Capítulo 3.2 do livro Heavy Duty, de Mike Mentzer
O princípio da intensidade é a pedra angular da teoria científica do exercício produtivo de musculação. Depois de compreender o fato de que o esforço de alta intensidade é o fator responsável por estimular o crescimento, a questão que surge logicamente é: quantas séries de alta intensidade uma pessoa deve realizar para obter resultados ideais?
Prefaciarei minha resposta afirmando que resultados ideais só podem ser alcançados se o menor número de séries necessárias for realizado. Overtraining, por definição, significa realizar mais exercícios do que a quantidade precisa necessária para obter resultados ideais. Exercitar-se além desse ponto não é apenas um esforço desperdiçado, é contraproducente; é isso que milita contra a realização do progresso ideal. E embora realizar até mesmo uma série mais do que o mínimo necessário para estimular um aumento irá dificultar o crescimento, o efeito negativo líquido de cada série adicional aumenta geometricamente.
Até certo ponto, impor ao seu corpo um estresse de treinamento de alta intensidade estimulará uma resposta adaptativa. Realizar mais exercícios do que a quantidade mínima necessária causará demandas desnecessárias na capacidade de recuperação do corpo, ou na reserva limitada de recursos, e prejudicará o processo de produção de crescimento. Levado a extremos - como na maratona que é o tipo de treinamento seis dias por semana - o sistema recuperativo do corpo não será mais capaz de compensar os efeitos meramente exaustivos do exercício, e a descompensação (perda de força e massa) vai acontecer.
Neste momento, é importante notar a distinção entre estimulação do crescimento e produção de crescimento.
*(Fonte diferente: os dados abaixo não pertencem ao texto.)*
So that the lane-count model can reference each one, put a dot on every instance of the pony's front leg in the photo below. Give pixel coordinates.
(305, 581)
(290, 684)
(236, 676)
O treino de alta intensidade serve apenas para estimular o crescimento, o que significa que atua como um gatilho que desencadeia uma série de passos fisiológicos que, com o tempo, culminarão na produção real de crescimento. Mas apenas se certas pré-condições forem satisfeitas.
A primeira coisa que o corpo deve fazer após um treino é recuperar, ou seja, reabastecer recursos bioquímicos consumidos como resultado do treino. Feito isso, o corpo pode então dedicar-se à produção de crescimento. E se os recursos que foram consumidos como resultado da atividade física não forem continuamente restaurados, resultará em debilitação e eventualmente morte. A recuperação, portanto, precede o crescimento.
A recuperação e o crescimento são processos fisiológicos distintos, ambos exigindo tempo para serem concluídos. Quando o treinamento é realizado por muito tempo ou não passa tempo suficiente entre os treinos para permitir a recuperação total, o processo de crescimento entrará em curto-circuito.
A quantidade de treinamento, seja ele de longa ou curta duração, é sempre um fator negativo, depois de certo ponto, no sentido de perturbação da capacidade de recuperação. Quanto menor for a demanda sobre a capacidade de recuperação, mais os recursos do corpo poderão ser utilizados para o crescimento. O treinamento de “maratona”, da já mencionada série de 12-20, seis dias por semana, não só é de intensidade muito baixa para estimular muito no caminho de um crescimento significativo, como também esgota muitos recursos do corpo e permite tão pouco tempo de recuperação que impede a produção de qualquer crescimento que se possa estimular.
Uma das principais razões pelas quais os fisiculturistas treinam demais é a incapacidade de reconhecer que nem todos os tipos de exercício exercem o mesmo efeito sobre o corpo. Musculação de alta intensidade não é aeróbica! A magnitude da exigência sobre a limitada capacidade de recuperação do corpo feita pelo treino de alta intensidade é literalmente enorme, o que explica por que é preciso ter cuidado para não realizar mais séries do que as realmente necessárias para estimular o crescimento.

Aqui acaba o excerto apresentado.